KedaiPena.com – Begawan Ekonomi, Rizal Ramli mengharapkan Mahkamah Konstitusi dapat membatalkan Omnibus Law, karena merugikan kepentingan nasional, merugikan puluhan juta buruh, dan hanya menguntungkan kepentingan beberapa pihak.
Ia mengemukakan dalam pengajuan UU Omnibus Law, pemerintah menggunakan dua alasan, yakni pertama, ekonomi nasional dalam kondisi sangat genting karena pandemi Covid dan dampak krisis global.
“Alasan ini menurut saya terlalu mengada-ada, karena faktanya pertumbuhan ekonomi Indonesia pada 2020-2023 tercatat sekitar 5 persen. Jelas, ekonomi tumbuh 4,5 hingga 5 persen itu tidak genting. Dan masih bisa diatasi dengan cara-cara inovatif,” kata Rizal saat sidang Judicial Review tentang Omnibus Law di MK, Kamis (27/7/2023).
Rizal bahkan langsung memaparkan cara yang dilakukannya, selaku Menko Ekonomi, saat membenahi perekonomian Indonesia pada tahun 2000 melalui cara-cara inovatif, hingga ekonomi Indonesia yang mencatat minus 3 berhasil naik hingga positif 4,5 persen lalu naik lagi ke 7 persen dalam waktu 21 bulan.

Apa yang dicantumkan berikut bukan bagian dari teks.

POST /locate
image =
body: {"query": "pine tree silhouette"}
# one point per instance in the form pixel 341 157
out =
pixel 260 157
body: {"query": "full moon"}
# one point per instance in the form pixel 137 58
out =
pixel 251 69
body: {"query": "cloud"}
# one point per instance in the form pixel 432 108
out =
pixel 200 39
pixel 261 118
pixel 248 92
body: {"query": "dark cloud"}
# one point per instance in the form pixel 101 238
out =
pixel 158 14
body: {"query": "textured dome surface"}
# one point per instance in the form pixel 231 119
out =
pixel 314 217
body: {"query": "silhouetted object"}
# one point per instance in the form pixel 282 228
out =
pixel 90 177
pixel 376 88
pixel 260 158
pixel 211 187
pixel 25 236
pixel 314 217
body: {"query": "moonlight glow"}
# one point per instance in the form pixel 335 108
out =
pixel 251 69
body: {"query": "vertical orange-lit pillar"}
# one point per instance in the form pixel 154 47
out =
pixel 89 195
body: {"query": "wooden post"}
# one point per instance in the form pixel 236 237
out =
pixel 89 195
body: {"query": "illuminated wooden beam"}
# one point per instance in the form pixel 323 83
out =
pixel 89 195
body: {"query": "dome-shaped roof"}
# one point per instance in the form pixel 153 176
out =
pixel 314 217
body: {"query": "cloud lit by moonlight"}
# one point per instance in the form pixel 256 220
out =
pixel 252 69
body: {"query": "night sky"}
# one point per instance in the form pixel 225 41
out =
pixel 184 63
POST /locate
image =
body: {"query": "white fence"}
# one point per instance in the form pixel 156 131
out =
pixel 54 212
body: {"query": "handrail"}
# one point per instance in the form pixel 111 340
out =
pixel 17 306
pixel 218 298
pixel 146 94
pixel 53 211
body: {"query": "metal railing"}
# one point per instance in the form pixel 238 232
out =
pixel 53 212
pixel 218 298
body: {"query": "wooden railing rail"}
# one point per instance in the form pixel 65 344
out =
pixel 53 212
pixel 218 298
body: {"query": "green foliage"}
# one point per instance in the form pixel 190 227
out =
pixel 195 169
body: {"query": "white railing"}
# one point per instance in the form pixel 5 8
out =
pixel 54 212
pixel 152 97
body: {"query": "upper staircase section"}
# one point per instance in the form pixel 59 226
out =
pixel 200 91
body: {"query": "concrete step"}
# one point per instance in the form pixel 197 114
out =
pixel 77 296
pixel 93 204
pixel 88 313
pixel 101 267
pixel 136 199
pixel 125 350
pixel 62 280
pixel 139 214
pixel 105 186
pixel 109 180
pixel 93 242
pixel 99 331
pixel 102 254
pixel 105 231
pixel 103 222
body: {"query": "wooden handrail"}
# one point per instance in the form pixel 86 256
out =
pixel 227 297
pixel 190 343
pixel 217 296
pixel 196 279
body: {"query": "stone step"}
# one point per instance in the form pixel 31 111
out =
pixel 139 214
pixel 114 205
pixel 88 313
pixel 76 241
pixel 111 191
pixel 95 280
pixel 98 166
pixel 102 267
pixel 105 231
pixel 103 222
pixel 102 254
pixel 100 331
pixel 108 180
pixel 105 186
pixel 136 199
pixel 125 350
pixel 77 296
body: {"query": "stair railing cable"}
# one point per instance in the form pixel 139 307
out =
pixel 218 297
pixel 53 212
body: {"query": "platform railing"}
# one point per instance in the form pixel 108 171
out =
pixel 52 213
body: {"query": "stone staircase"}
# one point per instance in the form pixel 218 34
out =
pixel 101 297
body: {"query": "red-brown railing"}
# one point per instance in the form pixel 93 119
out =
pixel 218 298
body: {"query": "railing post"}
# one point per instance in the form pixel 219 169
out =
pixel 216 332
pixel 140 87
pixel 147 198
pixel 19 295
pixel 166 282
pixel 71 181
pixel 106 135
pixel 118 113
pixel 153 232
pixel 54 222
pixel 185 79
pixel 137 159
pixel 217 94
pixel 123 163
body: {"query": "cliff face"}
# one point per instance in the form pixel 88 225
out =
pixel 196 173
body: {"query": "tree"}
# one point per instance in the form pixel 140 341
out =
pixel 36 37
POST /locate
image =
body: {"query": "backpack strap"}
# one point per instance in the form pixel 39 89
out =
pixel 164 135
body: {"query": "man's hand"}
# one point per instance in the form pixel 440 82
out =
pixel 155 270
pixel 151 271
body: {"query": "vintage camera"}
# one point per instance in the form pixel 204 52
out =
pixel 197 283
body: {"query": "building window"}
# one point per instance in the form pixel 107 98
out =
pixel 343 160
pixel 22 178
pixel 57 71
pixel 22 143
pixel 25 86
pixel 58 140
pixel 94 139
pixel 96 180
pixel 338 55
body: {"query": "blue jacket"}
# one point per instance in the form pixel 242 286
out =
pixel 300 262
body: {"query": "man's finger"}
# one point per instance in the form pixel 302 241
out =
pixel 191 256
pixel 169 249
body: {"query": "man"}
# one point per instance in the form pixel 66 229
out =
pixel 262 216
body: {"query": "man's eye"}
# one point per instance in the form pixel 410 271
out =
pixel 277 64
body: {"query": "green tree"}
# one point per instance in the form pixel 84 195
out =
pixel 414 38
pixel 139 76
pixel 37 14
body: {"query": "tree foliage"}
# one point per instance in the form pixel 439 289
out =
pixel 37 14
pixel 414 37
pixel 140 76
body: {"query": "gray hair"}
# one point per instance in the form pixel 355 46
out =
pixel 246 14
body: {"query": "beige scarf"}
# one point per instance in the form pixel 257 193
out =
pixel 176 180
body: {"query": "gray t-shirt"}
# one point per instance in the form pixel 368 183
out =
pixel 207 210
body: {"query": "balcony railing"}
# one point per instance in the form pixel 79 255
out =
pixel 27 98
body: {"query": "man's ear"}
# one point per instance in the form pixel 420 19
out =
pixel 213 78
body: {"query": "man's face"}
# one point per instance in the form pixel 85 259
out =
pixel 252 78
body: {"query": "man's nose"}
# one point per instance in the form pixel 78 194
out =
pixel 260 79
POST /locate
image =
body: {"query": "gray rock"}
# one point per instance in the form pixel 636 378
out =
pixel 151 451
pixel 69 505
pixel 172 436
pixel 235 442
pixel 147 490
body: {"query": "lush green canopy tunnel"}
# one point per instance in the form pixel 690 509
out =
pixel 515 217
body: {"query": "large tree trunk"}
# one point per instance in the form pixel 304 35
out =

“Itu tanpa Omnibus Law. Tapi cara-cara inovatif. Misalnya dengan menaikkan gaji pegawai negeri hingga 125 persen. Banyak cara inovatif, out of the box, dalam mengatasi masalah ekonomi yang bisa kita lakukan untuk mengurangi kesenjangan, yang waktu itu angka gini ratio adalah yang terendah dalam sejarah Indonesia,” paparnya.
Ia menekankan bahwa ekonomi dikatakan genting jika pertumbuhan ekonomi berada pada angka negatif. Seperti tahun 1998, dimana pertumbuhan ekonomi Indonesia yang biasa berada pada kisaran 6 persen, anjlok ke minus 12,5 persen, yang membutuhkan tindakan besar dan signifikan.
“Itu tidak bisa digunakan sebagai alasan dalam memilukan Omnibus Law. Itu terlalu mengada-ada dan membodohi masyarakat Indonesia,” tegasnya.
Alasan kedua, UU Omnibus Law dibutuhkan untuk menyederhanakan peraturan, perizinan, birokrasi yang ruwet dan tumpang tindih aturan.
“Alasan ini masuk akal. Karena birokrasi kita memang ruwet, mempersulit, terlalu banyak tumpang tindih aturan dan perizinan. Tapi, yang dihasilkan UU Omnibus Law adalah masalah yang semakin ruwet,” kata RR lebih lanjut.
Ia mengemukakan, UU Omnibus Law tertuang dalam 1.000 halaman dengan tambahan penjelasan 500 halaman.
“Masak bisa disederhanakan dengan Undang-undang yang sebanyak itu. Antara pasal banyak konflik, banyak perbedaan, sehingga untuk memahaminya perusahaan besar saja harus menyewa lawyer yang mahal. Apalagi, usaha kecil dan menengah. Bagaimana mereka bisa memahami UU itu,” paparnya.
Rizal menyatakan jika memang pemerintah ingin membantu usaha kecil hingga menengah, harusnya hanya 50 halaman saja, sehingga tidak ada keraguan dan kepentingan abu-abu dari UU tersebut.
“Akhirnya, pemeo jika bisa dibikin sulit kenapa dipermudah. Dibikin sulit, sehingga ada negosiasi. Pengusaha bisa nyogok birokrat. Akhirnya, niat baik untuk mempermudah perizinan, hasilnya bertentangan dengan niat baik tersebut. Tidak ada konduktor yang bisa merapikan berbagai kepentingan yang masuk dari masing-masing birokrat,” paparnya lagi.
Artinya, lanjut Rizal Ramli, UU Omnibus Law menjadi jalan bagi birokrat untuk menggunakannya memeras pihak lain, atau bisa dibaca rakyat.
“Dampaknya, investasi saat ini tidak merata. Yang meningkat hanya di sektor tambang. Karena Indonesia memang banyak tambang. Tapi dalam sektor manufaktur, jasa, investasi merosot. Jauh tertinggal dengan Vietnam, Thailand,” pungkasnya.